In 1984 a national registry of families with familial adenomatous polyposis was set up in The Netherlands to promote screening in those families. Eighty-two families had been registered by the end of 1988. Analysis of the pedigrees showed that 204 family members at risk had not yet been screened. The diagnosis of familial adenomatous polyposis was histologically confirmed in 230 patients. These patients were subdivided into two groups.
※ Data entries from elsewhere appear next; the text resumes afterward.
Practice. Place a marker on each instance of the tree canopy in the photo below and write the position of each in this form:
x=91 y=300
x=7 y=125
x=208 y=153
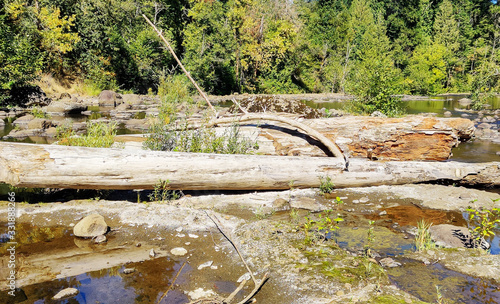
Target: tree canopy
x=361 y=47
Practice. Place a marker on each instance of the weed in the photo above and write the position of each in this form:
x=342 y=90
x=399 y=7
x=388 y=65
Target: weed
x=370 y=238
x=162 y=192
x=99 y=135
x=319 y=229
x=39 y=113
x=482 y=223
x=294 y=215
x=326 y=184
x=423 y=240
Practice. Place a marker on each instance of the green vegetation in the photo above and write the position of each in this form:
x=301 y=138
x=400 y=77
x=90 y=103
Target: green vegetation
x=162 y=192
x=169 y=134
x=98 y=135
x=373 y=49
x=483 y=222
x=326 y=185
x=318 y=228
x=423 y=240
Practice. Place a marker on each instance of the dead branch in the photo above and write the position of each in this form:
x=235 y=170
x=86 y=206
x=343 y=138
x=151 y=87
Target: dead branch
x=258 y=283
x=180 y=64
x=173 y=282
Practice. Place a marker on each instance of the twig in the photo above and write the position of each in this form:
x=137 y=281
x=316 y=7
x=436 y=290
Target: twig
x=234 y=246
x=180 y=64
x=173 y=282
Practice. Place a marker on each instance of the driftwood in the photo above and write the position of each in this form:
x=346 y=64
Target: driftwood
x=51 y=166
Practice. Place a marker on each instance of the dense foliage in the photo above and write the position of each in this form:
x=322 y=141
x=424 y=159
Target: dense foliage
x=370 y=48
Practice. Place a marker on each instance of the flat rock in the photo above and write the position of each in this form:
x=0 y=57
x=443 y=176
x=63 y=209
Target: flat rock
x=65 y=107
x=65 y=293
x=178 y=251
x=91 y=226
x=109 y=98
x=307 y=203
x=450 y=236
x=389 y=262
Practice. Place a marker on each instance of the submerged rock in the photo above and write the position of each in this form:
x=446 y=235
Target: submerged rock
x=65 y=293
x=450 y=236
x=91 y=226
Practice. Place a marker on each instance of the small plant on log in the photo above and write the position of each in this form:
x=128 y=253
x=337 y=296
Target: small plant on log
x=162 y=192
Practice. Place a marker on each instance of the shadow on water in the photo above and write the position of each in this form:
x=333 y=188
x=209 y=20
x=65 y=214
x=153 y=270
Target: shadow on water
x=421 y=281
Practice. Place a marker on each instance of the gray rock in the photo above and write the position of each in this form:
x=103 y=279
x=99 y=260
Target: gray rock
x=178 y=251
x=39 y=123
x=91 y=226
x=109 y=98
x=307 y=203
x=465 y=101
x=22 y=122
x=389 y=263
x=451 y=236
x=378 y=114
x=65 y=107
x=65 y=293
x=100 y=239
x=281 y=204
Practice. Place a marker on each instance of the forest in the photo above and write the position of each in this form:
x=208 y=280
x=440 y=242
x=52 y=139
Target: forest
x=370 y=48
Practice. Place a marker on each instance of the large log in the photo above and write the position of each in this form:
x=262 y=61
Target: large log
x=51 y=166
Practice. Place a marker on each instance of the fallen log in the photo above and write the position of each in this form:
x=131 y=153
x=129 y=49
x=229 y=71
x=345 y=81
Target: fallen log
x=52 y=166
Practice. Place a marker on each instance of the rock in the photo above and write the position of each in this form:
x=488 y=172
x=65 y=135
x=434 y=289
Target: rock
x=451 y=236
x=64 y=95
x=100 y=239
x=201 y=293
x=378 y=114
x=91 y=226
x=23 y=121
x=307 y=203
x=484 y=126
x=281 y=204
x=389 y=263
x=178 y=251
x=65 y=107
x=465 y=101
x=152 y=253
x=65 y=293
x=109 y=98
x=205 y=265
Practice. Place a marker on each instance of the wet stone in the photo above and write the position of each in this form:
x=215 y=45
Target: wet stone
x=91 y=226
x=65 y=293
x=178 y=251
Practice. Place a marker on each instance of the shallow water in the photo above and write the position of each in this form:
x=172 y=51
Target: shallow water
x=421 y=281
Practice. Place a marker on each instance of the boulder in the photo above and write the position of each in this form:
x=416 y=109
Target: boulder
x=22 y=122
x=65 y=293
x=450 y=236
x=110 y=98
x=65 y=107
x=39 y=123
x=91 y=226
x=465 y=101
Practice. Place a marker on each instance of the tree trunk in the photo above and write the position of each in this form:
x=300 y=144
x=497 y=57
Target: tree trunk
x=51 y=166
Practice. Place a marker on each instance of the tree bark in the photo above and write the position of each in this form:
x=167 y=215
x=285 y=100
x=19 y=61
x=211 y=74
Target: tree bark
x=51 y=166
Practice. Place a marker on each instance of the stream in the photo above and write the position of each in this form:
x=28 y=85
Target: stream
x=40 y=233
Group A comprised patients with familial adenomatous polyposis referred because they were symptomatic, and Group B relatives of these patients who were found by screening to have familial adenomatous polyposis. The authors compared these groups with respect to the occurrence of colorectal carcinoma. Fifty-four patients were found to have a colorectal carcinoma at the time of diagnosis of familial adenomatous polyposis,i.e.,49 of the 104 patients in Group A (47 percent) and five of the 126 patients in Group B (4 percent). The average age at diagnosis of the 104 patients in Group A was 35 years (range, 13 to 66 years) and that of the 126 patients in Group B was 24 years (range, 8 to 59 years). By the age of 40 years, 90 percent of the patients in group B had been diagnosed. Late onset of familial adenomatous polyposis was found in four families. Endoscopy and/or radiography of the upper digestive tract were (was) performed in 44 of the 230 patients. Nineteen patients (43 percent) were found to have polyps in the stomach or duodenum, or both. In our series, only one patient died from cancer of the upper digestive tract (ampullary carcinoma). These results show conclusively that screening leads to the early detection of familial adenomatous polyposis. The value of a national registry is proved by the finding of many at-risk family members who had not previously been screened. Screening should start between the ages of 10 and 12 and should continue up to the age of 50. In the rare cases of families with an apparently late onset of familial adenomatous polyposis, screening should be continued up to age 60. More studies are needed to determine the natural history of polyps in the upper digestive tract.